Links: Loneliness in American society, things British and American, gifting books, and more!

* “Mr. Berlusconi was able to govern Italy for as long as he did mostly thanks to the incompetence of his opposition. It was so rabidly obsessed with his personality that any substantive political debate disappeared; it focused only on personal attacks, the effect of which was to increase Mr. Berlusconi’s popularity. His secret was an ability to set off a Pavlovian reaction among his leftist opponents, which engendered instantaneous sympathy in most moderate voters. Mr. Trump is no different.” Lessons for today.

* And, also, “The Blundering Brilliance of Boris Johnson.” Many interesting ideas and also important lessons for the next elections. Twitter is not the real world.

* “Etiquette of gifting books.” My philosophy is different: give for yourself, not for the person who gets the book, and have zero expectations. Don’t ask about it or ask for it back. Just give it and let it be. Conversations in book form are great; write in your book, give it to your friend, and accept your friends’ annotated books. It’s an all-round win.

* Having Kids, by Paul Graham, so you know it’s going to be interesting. May also connect with the last link, regarding social connection and loneliness.
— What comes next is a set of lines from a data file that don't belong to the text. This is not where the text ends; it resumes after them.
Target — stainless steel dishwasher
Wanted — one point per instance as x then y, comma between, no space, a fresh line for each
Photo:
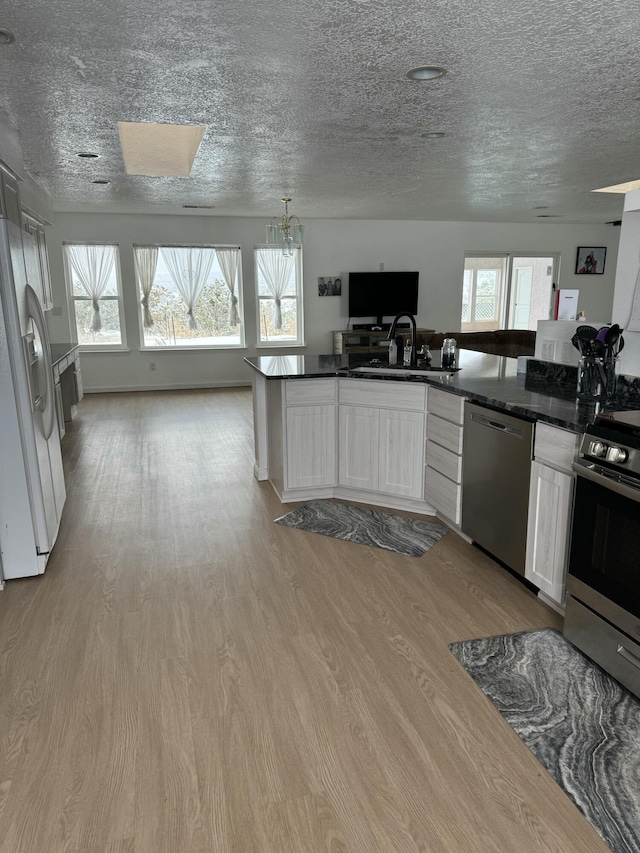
496,466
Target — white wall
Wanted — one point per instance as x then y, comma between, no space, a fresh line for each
627,279
332,248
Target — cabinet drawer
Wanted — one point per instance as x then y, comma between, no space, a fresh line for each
381,394
555,446
444,461
446,405
443,494
304,392
444,433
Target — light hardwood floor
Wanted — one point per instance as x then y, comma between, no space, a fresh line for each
189,677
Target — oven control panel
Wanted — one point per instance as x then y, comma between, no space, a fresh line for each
617,455
613,453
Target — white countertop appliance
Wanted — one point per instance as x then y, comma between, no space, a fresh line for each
32,489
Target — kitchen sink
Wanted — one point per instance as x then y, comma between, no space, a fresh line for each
406,371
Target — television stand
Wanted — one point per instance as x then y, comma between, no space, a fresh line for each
366,340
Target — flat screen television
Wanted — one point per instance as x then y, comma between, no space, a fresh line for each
382,294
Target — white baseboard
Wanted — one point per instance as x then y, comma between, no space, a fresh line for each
357,496
182,386
551,603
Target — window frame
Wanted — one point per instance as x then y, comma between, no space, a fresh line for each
72,298
190,347
299,299
506,289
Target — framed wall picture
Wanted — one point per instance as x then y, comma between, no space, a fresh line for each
590,260
329,286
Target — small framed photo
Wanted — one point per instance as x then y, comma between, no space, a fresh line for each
590,260
329,286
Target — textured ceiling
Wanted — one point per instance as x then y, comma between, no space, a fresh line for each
541,104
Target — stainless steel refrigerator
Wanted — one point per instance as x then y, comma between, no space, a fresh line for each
32,488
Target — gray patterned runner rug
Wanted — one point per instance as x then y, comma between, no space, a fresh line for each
378,529
580,723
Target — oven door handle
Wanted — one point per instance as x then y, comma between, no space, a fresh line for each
628,656
608,479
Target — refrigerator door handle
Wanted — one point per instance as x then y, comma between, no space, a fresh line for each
46,401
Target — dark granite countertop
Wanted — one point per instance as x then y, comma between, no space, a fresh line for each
60,350
489,379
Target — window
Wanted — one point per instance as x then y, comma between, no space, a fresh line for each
279,292
93,277
190,296
506,291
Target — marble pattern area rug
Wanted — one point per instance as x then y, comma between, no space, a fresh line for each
408,536
580,723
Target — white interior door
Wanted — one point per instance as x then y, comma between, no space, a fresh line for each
522,284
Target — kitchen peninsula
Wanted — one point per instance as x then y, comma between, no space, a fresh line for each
324,429
487,379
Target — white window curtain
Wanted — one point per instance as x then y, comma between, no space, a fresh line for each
229,260
189,269
146,262
276,269
93,266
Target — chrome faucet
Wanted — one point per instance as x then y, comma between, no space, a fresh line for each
414,337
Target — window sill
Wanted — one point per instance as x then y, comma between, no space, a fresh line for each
204,348
102,350
279,345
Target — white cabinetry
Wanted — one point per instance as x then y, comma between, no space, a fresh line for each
310,433
443,480
382,429
550,509
358,455
37,260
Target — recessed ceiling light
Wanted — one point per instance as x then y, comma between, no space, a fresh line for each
628,186
426,72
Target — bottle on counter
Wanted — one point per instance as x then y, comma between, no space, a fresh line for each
449,352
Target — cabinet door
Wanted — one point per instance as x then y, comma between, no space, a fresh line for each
401,453
77,376
45,275
358,454
311,446
550,506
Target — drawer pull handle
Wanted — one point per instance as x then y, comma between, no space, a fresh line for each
628,656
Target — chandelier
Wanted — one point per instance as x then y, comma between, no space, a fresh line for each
285,230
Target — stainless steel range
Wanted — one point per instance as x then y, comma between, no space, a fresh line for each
603,585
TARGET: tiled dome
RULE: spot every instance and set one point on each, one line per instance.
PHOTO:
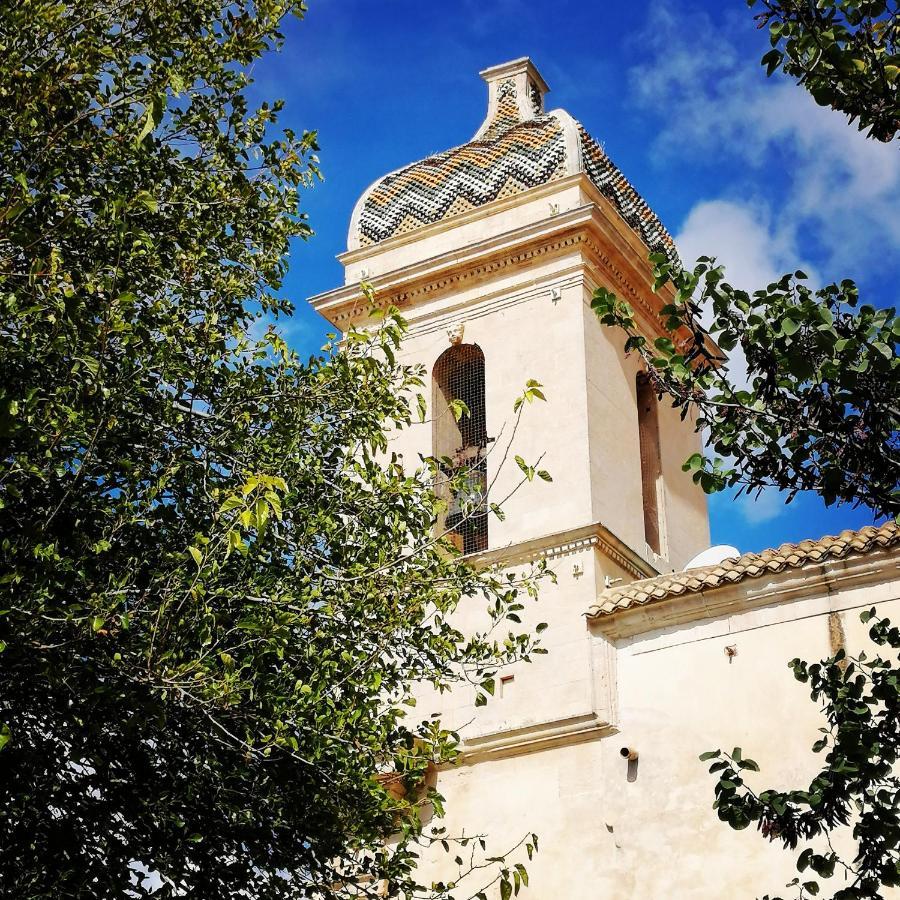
(518, 147)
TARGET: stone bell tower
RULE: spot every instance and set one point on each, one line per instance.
(492, 251)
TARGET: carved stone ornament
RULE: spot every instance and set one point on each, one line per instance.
(455, 332)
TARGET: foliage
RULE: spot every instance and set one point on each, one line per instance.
(217, 585)
(821, 408)
(820, 412)
(846, 53)
(857, 786)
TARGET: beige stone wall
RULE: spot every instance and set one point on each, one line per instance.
(603, 836)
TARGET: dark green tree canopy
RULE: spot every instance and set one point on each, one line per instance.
(846, 53)
(217, 586)
(819, 410)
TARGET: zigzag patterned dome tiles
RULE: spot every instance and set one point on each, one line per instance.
(511, 154)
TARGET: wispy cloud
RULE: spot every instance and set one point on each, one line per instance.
(829, 186)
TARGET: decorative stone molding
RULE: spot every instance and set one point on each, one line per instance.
(539, 736)
(566, 543)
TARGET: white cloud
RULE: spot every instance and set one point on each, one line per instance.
(809, 177)
(741, 237)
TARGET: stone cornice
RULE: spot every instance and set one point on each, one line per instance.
(348, 257)
(607, 247)
(531, 738)
(789, 585)
(563, 543)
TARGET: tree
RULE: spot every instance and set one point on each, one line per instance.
(819, 412)
(857, 785)
(217, 586)
(821, 407)
(846, 53)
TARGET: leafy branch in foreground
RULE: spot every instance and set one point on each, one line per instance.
(218, 589)
(857, 787)
(846, 53)
(821, 406)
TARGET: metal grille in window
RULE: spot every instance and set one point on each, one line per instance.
(460, 443)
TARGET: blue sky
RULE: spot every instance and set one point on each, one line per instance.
(736, 165)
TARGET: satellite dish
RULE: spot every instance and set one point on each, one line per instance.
(712, 556)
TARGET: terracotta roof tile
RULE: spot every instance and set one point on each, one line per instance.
(750, 565)
(512, 155)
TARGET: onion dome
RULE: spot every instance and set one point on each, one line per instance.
(517, 147)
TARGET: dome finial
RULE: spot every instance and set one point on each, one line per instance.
(515, 91)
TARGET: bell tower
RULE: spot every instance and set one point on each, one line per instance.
(492, 250)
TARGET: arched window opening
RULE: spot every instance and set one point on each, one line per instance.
(460, 443)
(651, 467)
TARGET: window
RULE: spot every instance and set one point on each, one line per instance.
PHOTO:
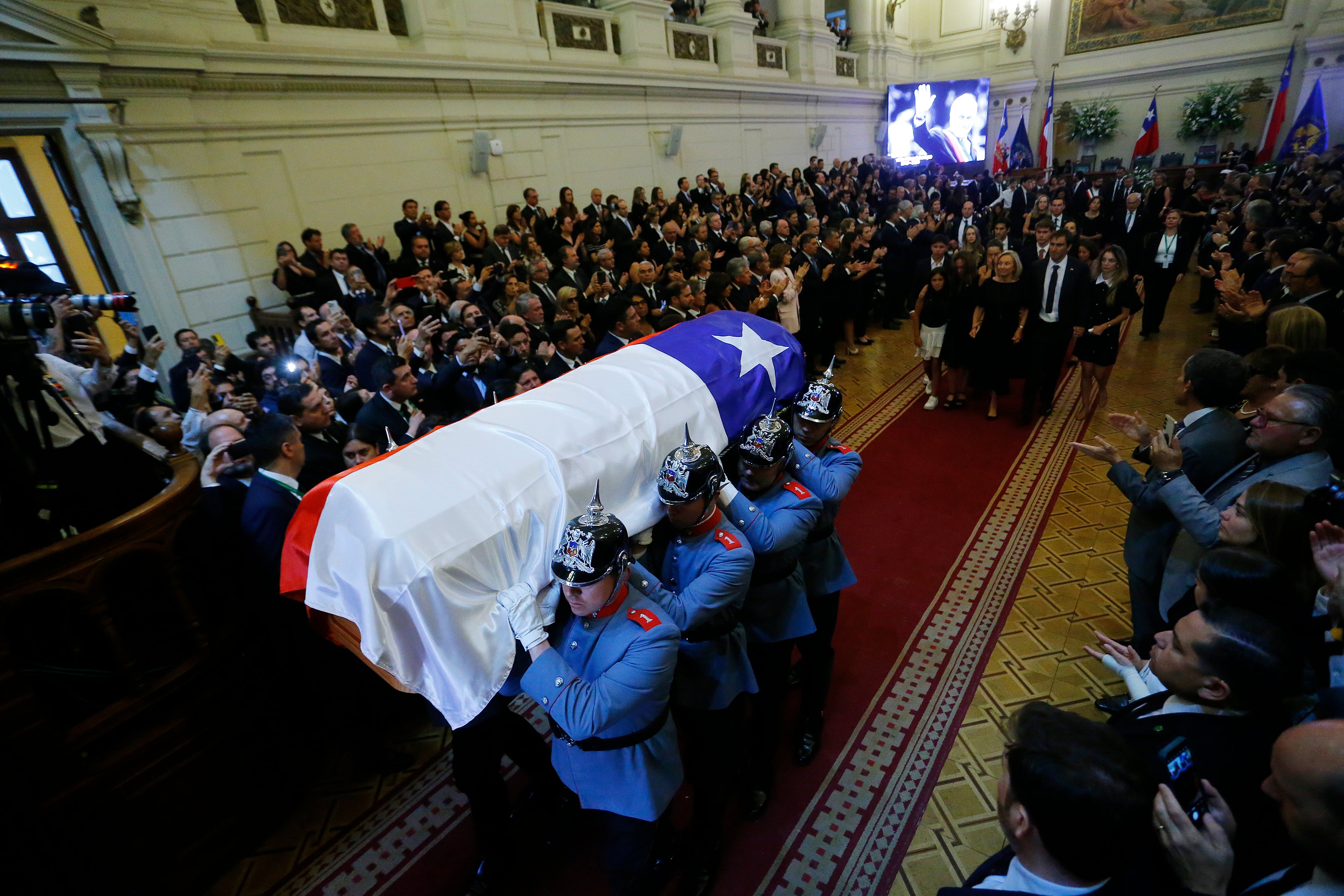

* Growth is good. Ideas too rarely entertained, even by people who still oppose them in the end.

* California oceans acidifying at alarming rate, study finds.

* “A CT scan costs $1,100 in the US — and $140 in Holland.” You’ve heard it before, but: price transparency now. See also, however, “Doctors Win Again, in Cautionary Tale for Democrats: Surprise billing legislation suddenly stalled. The proposal might have lowered the pay of some physicians.”

* The politics of exhaustion. Maybe.

* “When will the Netherlands disappear?” I’m surprised by the continued in-migration to Florida, Arizona, and Texas: all states that are susceptible to major climate disruptions.

* “Mossberg: Tim Cook’s Apple had a great decade but no new blockbusters.” Would prefer greater focus on computers.

* Sex Differences in Personality are Large and Important. Obvious to almost everyone, except people in certain media and academic precincts.

* The End of Econ Blogging’s Golden Age. In almost all fields the reliance on “peer reviewed journals” is overdone.

* The left is having an identity crisis. Better essay than the title implies.

* Is undersea mining going to happen?

* “Men are banding together in class-action lawsuits against discrimination in Title IX cases.” Once the genie of treating people as primarily members of oppressed groups gets out of the bottle, it’s hard to stuff back in.

* Efforts to bring back to the chestnut tree.

* Alienated, Alone and Angry: What the Digital Revolution Did to Us. Maybe. I think we’re going to have to learn digital hygiene.

* “A Lonely Plea: ‘Anybody Need a Grandma for Christmas?’ A woman from Tulsa, Okla., with no place to go for the holidays became a painful reminder of the isolation felt by many older Americans.” A microcosm for American society’s grim news, perhaps, and compatible with Lost Connections by Johann Hari—an impressive and recommended book.